Boven de ramen en deuren van de woonhuizen zitten, zoals gewoonlijk, de strekken met aan de zijkanten de aanzetstenen en in het midden de sluitsteen. Die afwerking was typerend voor de wat duurdere huizen uit de late 19e eeuw, maar in eenvoudigere vorm kwamen ze ook in kleine arbeidershuizen voor. Zoals in de Bloemenbuurt. Het waren al lang geen met de hand gehakte brokken natuursteen meer zoals dat in vroeger eeuwen gebeurde, maar in beton gegoten afgietsels van die eeuwenoude voorbeelden. Ze werden altijd in lichte kleuren (crème) geschilderd om mooie decoratieve effecten te krijgen en hun profielen – meestal een rechthoekig vooruitspringend vlak of een rechthoek met een driehoekige rug – verlevendigen de gevel aanzienlijk. Vanaf ongeveer 1900 verdwijnen die stenen boven de ramen en deuren en worden strekken uit baksteen, al of niet in kleur, gemetseld.

Op deze foto uit ca 1900, genomen vanaf de tennisbaan van de DLTC aan de Marketteweg, is de rij 76-104 te zien, met links nog het huis nr. 74, een open stuk waar nu de parkeerplaats
van de Aldi is en rechts nog de vier huizen 106-116, de Bloemstraat en de eerste huizen
van het volgende rijtje 118-120

Behalve in de bovenwoning nr 102 zijn alle middenstijlen uit de glasvensters verdwenen. Daar en in 104 zit nog glas in lood in de bovenlichten. Of die nog origineel zijn is me niet bekend want het wijkt in ontwerp af van het huis ernaast. Ook in de bovenramen van de deuren van 98 en 100 zit namelijk nog glas in lood.

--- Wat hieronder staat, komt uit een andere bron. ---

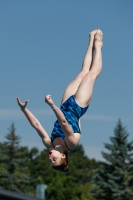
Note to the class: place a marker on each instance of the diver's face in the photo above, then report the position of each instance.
(55, 157)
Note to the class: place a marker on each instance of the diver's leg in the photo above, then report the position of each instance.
(73, 86)
(84, 92)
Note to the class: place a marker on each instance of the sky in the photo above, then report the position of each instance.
(42, 46)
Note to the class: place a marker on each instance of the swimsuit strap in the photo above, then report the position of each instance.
(64, 142)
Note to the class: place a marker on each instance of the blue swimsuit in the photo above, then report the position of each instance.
(72, 112)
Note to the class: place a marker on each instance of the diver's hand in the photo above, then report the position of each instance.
(49, 100)
(22, 105)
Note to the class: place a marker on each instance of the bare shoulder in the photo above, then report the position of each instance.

In de loop van die ruim 125 jaar is er wel het nodige veranderd aan het uiterlijk van de benedengevels langs de weg. Het waren oorspronkelijk op twee na allemaal gewone, dubbele woonhuizen. De begane grond is bij al die huizen beduidend kleiner dan de verdieping, die ook nog een zolder heeft. Natuurlijk waren al die huizen, behalve 84 (zie hierna) dubbel bewoond, waarbij het lijkt alsof met name 76-78, 94-96 en 102-104 aanvankelijk vooral voor personeel van de Staatsspoorwegen dat in en om het station werkte was bedoeld. Er woonden onder andere klerken, ambtenaren/commiesen, portiers, een smid, telegrafisten, een ‘aantekenaar-weger’, een ladingmeester en misschien nog een technisch tekenaar. Dat duurde tot ongeveer 1909, toen op al die adressen ‘gewone’ beroepen een plek vonden. Vooral veel winkelbedienden, een politieagent/inspecteur, kantoorpersoneel, een coupeur, en steeds meer winkeliers die elders hun winkel of bedrijf hadden, zoals A.J. (1901-1906) en S.A. Rutte (1916-1919), de likeurstokers.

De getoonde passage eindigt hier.